Sigue avanzando la aguja del minutero cuando sus ojos ven una sombra que antes no estaba. Un cochino está haciendo el paseíllo hacia el maíz que lo reclama. Vamos a dejarlo cumplir. Que se confíe antes de lanzarle un balazo. Y en esos momentos de infarto, un viento surgido de la nada, una bruja maldita de este verano bochornoso, hace su aparición poniendo a la pieza en jaque. Levantar la jeta el puerco y desaparecer por las sombras a la carrera dura menos que el suspiro que brota por nuestros labios.
Lamentaciones y maldiciones compiten por el primer puesto. La confianza se abre paso y nos mantenemos en el sitio: a lo mejor no ha olido nuestra presencia y vuelve a por la pitanza. Decidimos aguantar un rato.
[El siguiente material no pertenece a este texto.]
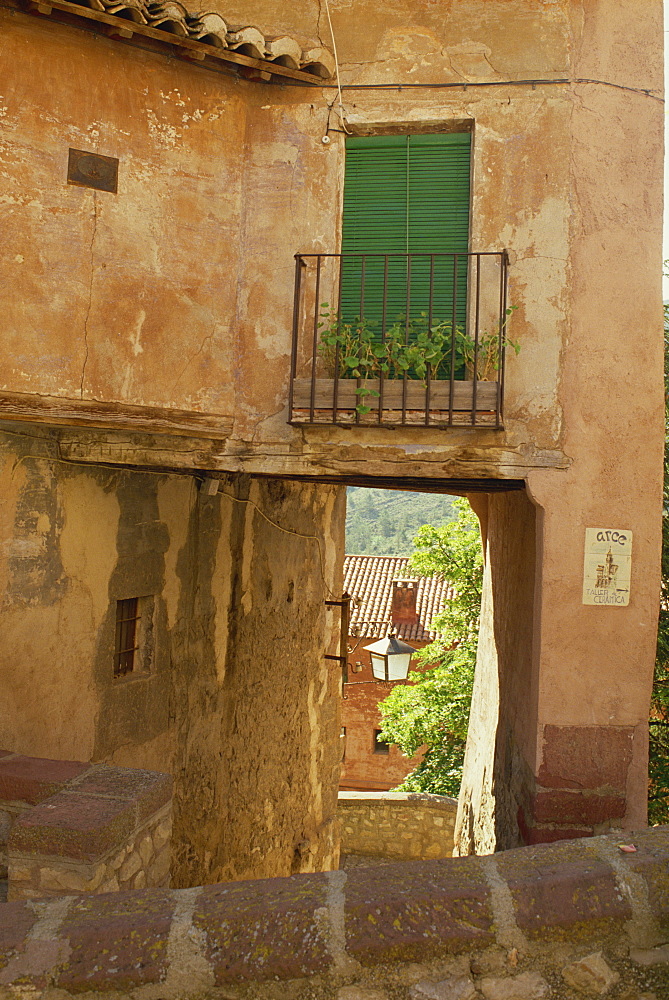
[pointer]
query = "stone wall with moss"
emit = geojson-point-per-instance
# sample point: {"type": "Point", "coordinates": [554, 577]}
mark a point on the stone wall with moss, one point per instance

Es la una y media de la madrugada. El aguardo está siendo maravilloso. Quiero que el tiempo se detenga, que los minutos dejen de correr desbocados y que los susurros que salen de boca de la chiquilla, contándome aventuras de caza, sean la melodía que me dé la mano a lo largo de la noche. Cuando ese murmullo cautivador se detiene de golpe, da paso a una banda sonora de suspense. Un bulto pasa a tiro de piedra por delante de nuestras estampas. Gruñe. Pisa el suelo con fuerza, no tiene la prudencia de un macareno viejo… No va a ser el marrano de colmillos blancos… Así es. Una centena de metros por detrás viene su hermano de camada. Ahí están los cochinetes a zamparse el grano. Corretean, se pegan, se frotan con ansia, vuelven a comer y a corretear… Una hora están bajo nuestra atenta mirada. Qué delicia de espectáculo. Qué borrachera de sensaciones. Qué imágenes de ensueño las que nos están brindando.
Durante ese tiempo mi esperanza sigue latiendo, a ver si el solitario, viendo a esos escuderos tranquilones, vuelve al comedero. No fue así: había huido espantado, seguramente el viento llevó a su nariz el olor a humano y su ronda nocturna había cambiado de itinerario.
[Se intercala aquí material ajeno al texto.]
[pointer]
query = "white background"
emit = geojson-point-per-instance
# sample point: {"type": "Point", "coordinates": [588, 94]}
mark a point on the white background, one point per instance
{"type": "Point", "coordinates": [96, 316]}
Es hora de recogerse. La madrugada está en su ecuador y la cama nos llama. Trastos a la espalda y pies a levantar el polvo del camino de regreso a casa. Loreto es una prolongación de mi ser; el caminar por el monte en la oscuridad le impone. A mí también. Ya vemos el farol del porche, unos cientos de metros más y los pastores alemanes vendrán a recibirnos con ladridos de alegría.
Pero… ¿qué hay en la mitad del valle? Abulta. Es un marrano. Un cochino solitario. La luna se está tapando por culpa de una nube solitaria. El «tic tac» de la premura nos urge sin descanso. La niña que se prepara; el cochino que se pone en marcha; la niña que me pregunta si lo tira; el cochino que se va buscando el abrigo de los carrascos. Un «sí» escupe mi garganta. Un fogonazo ilumina la noche. Esta joven noche inolvidable. Un jabalí yace sobre la hierba seca…
La luna pide paso, espanta con su poder a la nube inoportuna. Quiere ser testigo del abrazo, cargado de cariño y emoción, que une a tía y sobrina celebrando el éxito del lance.
Con cautela nos acercamos al cadáver. No es el macareno buscado, es una cochina machorra la que se ha llevado el tirazo.